Richardson wrote for a wide readership, at a time when middle-class as well as aristocratic English men and women were purchasing unprecedented numbers of pictures. While never belittling painting's decorative appeal and the requirement of skilled craftsmanship, he sought to educate English artists and consumers about the intellectual and instructional potential of painting. In many of its basic principles his art theory resembles that formulated in seventeenth-century academic French and Italian contexts, but Richardson used language and examples (notably Raphael's tapestry cartoons, displayed at Hampton Court) which were familiar to English readers. He also argued that portrait painting, the dominant genre practised by English artists, deserved higher esteem than its traditional placement below history painting. Richardson defended his countrymen's abilities as artists and connoisseurs against the established authority of continental taste. In doing so, he drew heavily upon the empirical philosophy of John Locke. For instance, in the first of his Two discourses he argued that anyone who could make methodical observations, compare ideas, and think rationally could learn to distinguish the quality, authorship, and originality of paintings. These principles were exemplified by An account, wherein Richardson, using notes taken by Jonathan the younger on a trip to France and Italy in 1720, disagreed with many accepted evaluations of ancient and modern artworks. Most contentiously, he pronounced Raphael's frescoes in the Vatican to be inferior to the cartoons at Hampton Court.

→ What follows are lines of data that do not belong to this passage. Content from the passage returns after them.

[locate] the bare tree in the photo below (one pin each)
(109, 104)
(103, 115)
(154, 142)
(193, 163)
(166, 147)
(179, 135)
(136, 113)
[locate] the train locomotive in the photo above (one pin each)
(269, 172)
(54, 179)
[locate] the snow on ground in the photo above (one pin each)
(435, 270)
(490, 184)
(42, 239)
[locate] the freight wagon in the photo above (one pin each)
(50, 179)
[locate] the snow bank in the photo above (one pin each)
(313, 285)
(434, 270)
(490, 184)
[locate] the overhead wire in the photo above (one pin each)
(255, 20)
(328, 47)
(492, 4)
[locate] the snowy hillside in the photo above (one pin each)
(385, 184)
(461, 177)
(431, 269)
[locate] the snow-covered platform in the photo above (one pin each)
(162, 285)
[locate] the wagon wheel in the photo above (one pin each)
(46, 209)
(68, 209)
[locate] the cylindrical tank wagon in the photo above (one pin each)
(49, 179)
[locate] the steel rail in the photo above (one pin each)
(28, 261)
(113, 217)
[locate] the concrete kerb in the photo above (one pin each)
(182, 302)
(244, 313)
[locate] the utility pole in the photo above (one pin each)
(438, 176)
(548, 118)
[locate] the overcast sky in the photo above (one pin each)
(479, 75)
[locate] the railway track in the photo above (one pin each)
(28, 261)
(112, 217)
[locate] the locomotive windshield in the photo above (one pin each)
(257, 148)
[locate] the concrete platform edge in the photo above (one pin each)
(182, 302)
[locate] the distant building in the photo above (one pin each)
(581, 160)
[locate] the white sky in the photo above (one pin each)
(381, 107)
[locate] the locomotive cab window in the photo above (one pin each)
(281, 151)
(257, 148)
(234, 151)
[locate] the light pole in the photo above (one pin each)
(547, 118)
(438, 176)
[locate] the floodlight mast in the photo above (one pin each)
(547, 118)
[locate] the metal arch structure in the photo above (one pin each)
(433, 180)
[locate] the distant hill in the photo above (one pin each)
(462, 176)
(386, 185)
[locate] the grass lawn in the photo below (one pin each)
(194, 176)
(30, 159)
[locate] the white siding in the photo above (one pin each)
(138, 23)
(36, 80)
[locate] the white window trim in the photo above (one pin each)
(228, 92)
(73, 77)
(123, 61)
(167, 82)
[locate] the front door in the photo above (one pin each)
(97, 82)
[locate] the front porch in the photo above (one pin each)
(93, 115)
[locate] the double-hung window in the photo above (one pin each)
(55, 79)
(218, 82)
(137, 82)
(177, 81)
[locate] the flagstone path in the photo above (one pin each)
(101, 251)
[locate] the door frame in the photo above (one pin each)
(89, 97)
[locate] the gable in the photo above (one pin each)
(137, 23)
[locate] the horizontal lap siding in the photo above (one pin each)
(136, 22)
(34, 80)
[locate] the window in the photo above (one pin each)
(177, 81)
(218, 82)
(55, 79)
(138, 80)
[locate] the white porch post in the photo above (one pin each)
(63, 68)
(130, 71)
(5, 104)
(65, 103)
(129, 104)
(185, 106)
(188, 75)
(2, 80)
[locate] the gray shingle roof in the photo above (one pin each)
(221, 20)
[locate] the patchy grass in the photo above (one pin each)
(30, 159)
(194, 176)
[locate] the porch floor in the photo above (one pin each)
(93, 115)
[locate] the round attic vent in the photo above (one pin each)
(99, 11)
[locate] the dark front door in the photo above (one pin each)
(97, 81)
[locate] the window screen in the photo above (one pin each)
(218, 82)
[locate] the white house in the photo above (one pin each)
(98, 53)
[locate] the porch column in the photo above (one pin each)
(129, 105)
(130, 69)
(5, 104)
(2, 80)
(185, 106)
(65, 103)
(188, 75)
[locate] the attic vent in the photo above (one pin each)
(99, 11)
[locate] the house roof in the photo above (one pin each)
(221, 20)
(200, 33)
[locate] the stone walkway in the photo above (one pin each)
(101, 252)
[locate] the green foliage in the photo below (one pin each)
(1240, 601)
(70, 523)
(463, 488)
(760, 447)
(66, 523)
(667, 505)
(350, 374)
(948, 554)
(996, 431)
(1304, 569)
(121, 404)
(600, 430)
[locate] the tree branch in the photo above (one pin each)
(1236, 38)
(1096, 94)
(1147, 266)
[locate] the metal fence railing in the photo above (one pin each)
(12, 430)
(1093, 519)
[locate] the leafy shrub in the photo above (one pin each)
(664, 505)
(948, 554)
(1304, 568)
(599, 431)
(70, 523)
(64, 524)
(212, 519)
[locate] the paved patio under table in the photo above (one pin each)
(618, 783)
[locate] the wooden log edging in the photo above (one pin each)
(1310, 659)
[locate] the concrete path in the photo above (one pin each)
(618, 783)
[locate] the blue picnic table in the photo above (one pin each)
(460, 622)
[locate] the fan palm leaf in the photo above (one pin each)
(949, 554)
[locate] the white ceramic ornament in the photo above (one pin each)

Throughout his life Richardson and his son Jonathan had literary interests and aspirations, which were encouraged by their friends Alexander Pope and Matthew Prior. He was particularly devoted to John Milton's Paradise Lost and, partly in response to Richard Bentley's edition of the text in 1732, published Explanatory Notes and Remarks on Milton's Paradise Lost in 1734, written with Richardson the younger. The intimacy and harmony with which the Richardsons lived and collaborated was frequently commented upon by contemporaries, including Pope, who called them ‘two such lovers of one another, and two such lovers of the fine arts’ (The Correspondence of Alexander Pope, ed. G. Sherburn, 5 vols., 1956, vol. 2, pp. 140–41). The elder Richardson also wrote a copious body of poetry, selections from which were prepared for the press by Jonathan the younger and published posthumously as Morning Thoughts in 1776. Other poems, such as his lengthy ‘Hymn to God’, which he dedicated to his children in 1712, survive in manuscript.

Richardson died suddenly but peacefully in London (upon sitting down in his chair after his customary walk in St James's Park) at his home in Queen Square, Bloomsbury, on 28 May 1745. His friend Thomas Birch preached the funeral sermon, and Richardson was buried in the chancel of the church of St Michael, Wood Street, on 1 June 1745. In 1776 his son's Richardsoniana, or, Occasional Reflections on the Moral Nature of Man, was posthumously published, a volume incorporating observations from ancient and modern authors, and anecdotes about his father and other contemporaries. Richardson the younger died in London in June 1771 and was buried on 15 June in the church of St George the Martyr, London. He was unmarried.